Complete step by step answer:
For any stable nuclei, the mass number and the radius are related by the formula,
$\Rightarrow R = 1.2 \times {10^{ - 15}}{A^{{1 \mathord{\left/
 {\vphantom {1 3}} \right.} 3}}}$
So for the given species, $O{s^{189}}$ we have the mass number given as 189. So by substituting that value in the above formula we can calculate the radius of $O{s^{189}}$.
Therefore, $R = 1.2 \times {10^{ - 15}}{\left( {189} \right)^{{1 \mathord{\left/
 {\vphantom {1 3}} \right.} 3}}}$
We keep the value of the radius in this form. Now it is given in the question that a stable nucleus has a radius one-third of the radius of $O{s^{189}}$.

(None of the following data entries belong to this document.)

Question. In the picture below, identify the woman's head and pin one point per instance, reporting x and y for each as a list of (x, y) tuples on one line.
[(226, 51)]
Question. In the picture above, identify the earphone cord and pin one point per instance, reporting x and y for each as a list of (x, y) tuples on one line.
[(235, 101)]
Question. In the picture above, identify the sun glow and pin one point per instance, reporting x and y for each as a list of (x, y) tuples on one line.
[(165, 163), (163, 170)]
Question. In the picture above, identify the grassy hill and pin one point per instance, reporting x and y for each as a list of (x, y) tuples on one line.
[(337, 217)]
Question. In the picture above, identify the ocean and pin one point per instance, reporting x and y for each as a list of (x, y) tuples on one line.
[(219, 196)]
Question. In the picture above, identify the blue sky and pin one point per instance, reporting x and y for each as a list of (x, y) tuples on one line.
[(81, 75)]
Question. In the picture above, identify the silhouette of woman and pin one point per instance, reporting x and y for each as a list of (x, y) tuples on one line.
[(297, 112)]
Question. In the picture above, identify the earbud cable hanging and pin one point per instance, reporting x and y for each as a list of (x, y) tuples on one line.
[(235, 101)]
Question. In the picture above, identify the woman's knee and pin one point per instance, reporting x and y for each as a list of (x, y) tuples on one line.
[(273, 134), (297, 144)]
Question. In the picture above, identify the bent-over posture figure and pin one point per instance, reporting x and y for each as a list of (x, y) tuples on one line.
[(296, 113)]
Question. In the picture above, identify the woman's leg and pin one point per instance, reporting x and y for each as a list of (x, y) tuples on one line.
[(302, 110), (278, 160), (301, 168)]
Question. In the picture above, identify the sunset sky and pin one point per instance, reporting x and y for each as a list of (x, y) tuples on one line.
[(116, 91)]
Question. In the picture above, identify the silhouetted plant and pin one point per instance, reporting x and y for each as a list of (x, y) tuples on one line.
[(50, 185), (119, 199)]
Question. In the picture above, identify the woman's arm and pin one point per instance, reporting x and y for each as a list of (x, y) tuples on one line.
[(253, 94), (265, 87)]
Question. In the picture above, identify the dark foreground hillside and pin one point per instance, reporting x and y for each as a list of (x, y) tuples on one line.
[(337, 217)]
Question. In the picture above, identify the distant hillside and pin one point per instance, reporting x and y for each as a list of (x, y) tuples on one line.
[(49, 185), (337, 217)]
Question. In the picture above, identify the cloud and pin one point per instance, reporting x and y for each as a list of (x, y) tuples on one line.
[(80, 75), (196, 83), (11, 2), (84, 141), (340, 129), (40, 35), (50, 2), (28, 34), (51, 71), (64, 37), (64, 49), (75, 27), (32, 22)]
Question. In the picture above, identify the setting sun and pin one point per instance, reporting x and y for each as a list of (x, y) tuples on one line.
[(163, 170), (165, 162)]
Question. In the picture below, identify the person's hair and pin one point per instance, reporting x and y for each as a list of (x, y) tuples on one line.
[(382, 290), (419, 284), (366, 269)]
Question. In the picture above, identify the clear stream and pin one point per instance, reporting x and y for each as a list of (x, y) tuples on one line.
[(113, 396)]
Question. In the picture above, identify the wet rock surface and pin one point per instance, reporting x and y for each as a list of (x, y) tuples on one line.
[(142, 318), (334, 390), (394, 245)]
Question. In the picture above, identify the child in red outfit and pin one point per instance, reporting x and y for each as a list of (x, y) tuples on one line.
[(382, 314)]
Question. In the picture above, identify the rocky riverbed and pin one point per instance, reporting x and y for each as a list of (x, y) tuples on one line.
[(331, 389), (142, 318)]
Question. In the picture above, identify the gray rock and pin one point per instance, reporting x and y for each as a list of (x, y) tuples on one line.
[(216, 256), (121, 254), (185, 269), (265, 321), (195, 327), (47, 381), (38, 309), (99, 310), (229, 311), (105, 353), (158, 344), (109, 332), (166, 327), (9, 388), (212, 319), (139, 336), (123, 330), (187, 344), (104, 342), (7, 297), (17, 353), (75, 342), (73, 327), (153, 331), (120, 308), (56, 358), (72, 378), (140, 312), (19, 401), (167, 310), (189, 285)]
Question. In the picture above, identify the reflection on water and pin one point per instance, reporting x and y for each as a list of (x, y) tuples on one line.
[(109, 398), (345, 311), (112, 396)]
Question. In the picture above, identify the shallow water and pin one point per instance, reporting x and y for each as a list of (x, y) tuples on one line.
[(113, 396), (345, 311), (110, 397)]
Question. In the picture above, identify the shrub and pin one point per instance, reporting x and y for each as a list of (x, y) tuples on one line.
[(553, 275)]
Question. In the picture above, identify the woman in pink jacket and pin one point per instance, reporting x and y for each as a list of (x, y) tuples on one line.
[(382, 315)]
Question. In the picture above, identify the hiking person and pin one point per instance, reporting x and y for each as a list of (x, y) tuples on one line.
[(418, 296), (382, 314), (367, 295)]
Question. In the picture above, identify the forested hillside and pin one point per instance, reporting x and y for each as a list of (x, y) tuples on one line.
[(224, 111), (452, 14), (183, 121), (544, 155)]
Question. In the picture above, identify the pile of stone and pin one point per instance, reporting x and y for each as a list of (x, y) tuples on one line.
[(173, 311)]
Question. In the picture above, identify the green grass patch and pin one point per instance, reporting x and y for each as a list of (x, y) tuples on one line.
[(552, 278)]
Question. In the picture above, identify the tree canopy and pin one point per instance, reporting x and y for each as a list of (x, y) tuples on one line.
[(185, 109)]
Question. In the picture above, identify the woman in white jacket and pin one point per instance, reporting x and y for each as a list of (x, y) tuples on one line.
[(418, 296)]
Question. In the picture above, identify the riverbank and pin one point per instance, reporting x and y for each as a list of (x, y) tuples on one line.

So if the radius of the stable nucleus be ${R_1}$ then the value of ${R_1}$ is given by,
$\Rightarrow {R_1} = \dfrac{R}{3}$
Substituting the value of $R$ we get,
$\Rightarrow {R_1} = \dfrac{{1.2 \times {{10}^{ - 15}}{{\left( {189} \right)}^{{1 \mathord{\left/
 {\vphantom {1 3}} \right.} 3}}}}}{3}$
Now again let the mass number of this stable nucleus be ${A_1}$. So the radius and the mass number of this nucleus are again related as,
$\Rightarrow {R_1} = 1.2 \times {10^{ - 15}}{A_1}^{{1 \mathord{\left/
 {\vphantom {1 3}} \right.} 3}}$
So by equating the two values of ${R_1}$ we get,
$\Rightarrow 1.2 \times {10^{ - 15}}{A_1}^{{1 \mathord{\left/
 {\vphantom {1 3}} \right.} 3}} = \dfrac{{1.2 \times {{10}^{ - 15}}{{\left( {189} \right)}^{{1 \mathord{\left/
 {\vphantom {1 3}} \right.} 3}}}}}{3}$
From the above equation by cancelling $1.2 \times {10^{ - 15}}$ from the numerator of both the sides we get,
$\Rightarrow {A_1}^{{1 \mathord{\left/
 {\vphantom {1 3}} \right.} 3}} = \dfrac{{{{\left( {189} \right)}^{{1 \mathord{\left/
 {\vphantom {1 3}} \right.} 3}}}}}{3}$
Therefore to get the value of ${A_1}$ we apply cube to both the sides and get,
$\Rightarrow {A_1} = \dfrac{{189}}{{{3^3}}} = \dfrac{{189}}{{27}}$
On calculation this gives,
$\Rightarrow {A_1} = 7$
So the mass number of the stable nucleus is ${A_1} = 7$.
In the given options, the nucleus $_3L{i^7}$ has a mass number of 7.
So the correct option is (A); $_3L{i^7}$.

Note:
Since the spherical volume of a nucleus increases with the increase in the number of the nucleons so the volume is directly proportional to the mass number. In the volume the radius varies with the power cube, so ${R^3} \propto A$. By applying cube roots on both sides, we have $R \propto {A^{{1 \mathord{\left/{\vphantom {1 3}} \right.} 3}}}$. On removing the constant of proportionality, we get a constant whose value is equal to $1.2 \times {10^{ - 15}}$.